How to read a file that contains both ANSI and UTF-8 encoded characters

58 views Asked by At

I get a file from a third party. The file seems to contain both ANSI and UTF-8 encoded characters (not sure if my terminology is correct).

Changing the encoding in Notepad++ yields the following:

Notepad++ screenshot

So when using ANSI encoding, Employee2 is incorrect. And when using UTF-8 encoding, Employee1 is incorrect.

Is there a way in C# to set 2 encodings for a file?

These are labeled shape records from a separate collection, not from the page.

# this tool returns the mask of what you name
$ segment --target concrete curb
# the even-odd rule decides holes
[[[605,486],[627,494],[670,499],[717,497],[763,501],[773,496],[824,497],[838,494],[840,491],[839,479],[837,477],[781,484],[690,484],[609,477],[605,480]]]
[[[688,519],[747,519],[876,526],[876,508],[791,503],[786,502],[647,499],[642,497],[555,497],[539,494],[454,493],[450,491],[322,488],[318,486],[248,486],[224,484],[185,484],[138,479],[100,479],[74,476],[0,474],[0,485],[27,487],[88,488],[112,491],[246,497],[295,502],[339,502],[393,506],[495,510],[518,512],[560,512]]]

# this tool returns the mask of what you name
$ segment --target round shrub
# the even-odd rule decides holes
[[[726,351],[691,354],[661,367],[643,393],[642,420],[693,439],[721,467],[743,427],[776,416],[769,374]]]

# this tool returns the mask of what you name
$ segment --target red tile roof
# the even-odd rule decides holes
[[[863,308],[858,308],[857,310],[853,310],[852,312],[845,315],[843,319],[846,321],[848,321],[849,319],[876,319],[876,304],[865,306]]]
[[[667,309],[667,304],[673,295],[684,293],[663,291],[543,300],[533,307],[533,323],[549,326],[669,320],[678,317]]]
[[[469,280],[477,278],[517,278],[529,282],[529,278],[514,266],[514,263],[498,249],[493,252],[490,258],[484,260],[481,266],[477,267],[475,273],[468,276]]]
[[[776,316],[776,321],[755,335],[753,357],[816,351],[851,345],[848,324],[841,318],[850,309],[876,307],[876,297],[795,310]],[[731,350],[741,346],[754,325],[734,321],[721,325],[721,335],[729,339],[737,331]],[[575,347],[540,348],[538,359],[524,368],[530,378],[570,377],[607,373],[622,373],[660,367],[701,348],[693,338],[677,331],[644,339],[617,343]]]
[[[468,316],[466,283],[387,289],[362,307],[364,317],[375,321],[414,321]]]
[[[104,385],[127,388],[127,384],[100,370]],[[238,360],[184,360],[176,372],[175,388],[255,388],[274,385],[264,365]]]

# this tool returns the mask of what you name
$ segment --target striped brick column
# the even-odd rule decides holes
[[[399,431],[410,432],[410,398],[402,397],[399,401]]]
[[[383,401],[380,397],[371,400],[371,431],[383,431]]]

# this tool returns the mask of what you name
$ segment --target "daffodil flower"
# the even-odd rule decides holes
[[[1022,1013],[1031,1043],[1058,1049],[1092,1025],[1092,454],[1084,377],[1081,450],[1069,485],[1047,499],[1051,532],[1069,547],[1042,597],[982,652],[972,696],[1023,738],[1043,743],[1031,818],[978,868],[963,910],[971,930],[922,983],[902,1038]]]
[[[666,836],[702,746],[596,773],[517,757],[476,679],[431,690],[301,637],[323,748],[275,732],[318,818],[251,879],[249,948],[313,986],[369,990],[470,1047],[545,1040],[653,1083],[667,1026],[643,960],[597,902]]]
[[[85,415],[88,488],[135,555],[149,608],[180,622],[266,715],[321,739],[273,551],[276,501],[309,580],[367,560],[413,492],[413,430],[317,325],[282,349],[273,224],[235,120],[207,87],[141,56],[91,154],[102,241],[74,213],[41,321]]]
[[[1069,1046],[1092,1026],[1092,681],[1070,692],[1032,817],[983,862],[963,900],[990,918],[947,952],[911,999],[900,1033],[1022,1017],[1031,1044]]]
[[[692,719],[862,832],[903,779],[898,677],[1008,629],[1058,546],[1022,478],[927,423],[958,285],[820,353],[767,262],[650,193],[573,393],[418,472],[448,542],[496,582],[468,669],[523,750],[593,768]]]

Whichever encoding I set in C#, one of the two employees is incorrect:

string filetext = "";

// Employee1 is correct, Employee2 is wrong
filetext = File.ReadAllText(@"C:\TESTFILE.txt", Encoding.GetEncoding("ISO-8859-1"));   
filetext = File.ReadAllText(@"C:\TESTFILE.txt", Encoding.GetEncoding("Windows-1252")); 
filetext = File.ReadAllText(@"C:\TESTFILE.txt", Encoding.UTF7);                        
filetext = File.ReadAllText(@"C:\TESTFILE.txt", Encoding.Default);                     

// Employee1 is wrong, Employee2 is correct
filetext = File.ReadAllText(@"C:\TESTFILE.txt", Encoding.UTF8);

Has anyone else encountered this and found a solution?

0

There are 0 answers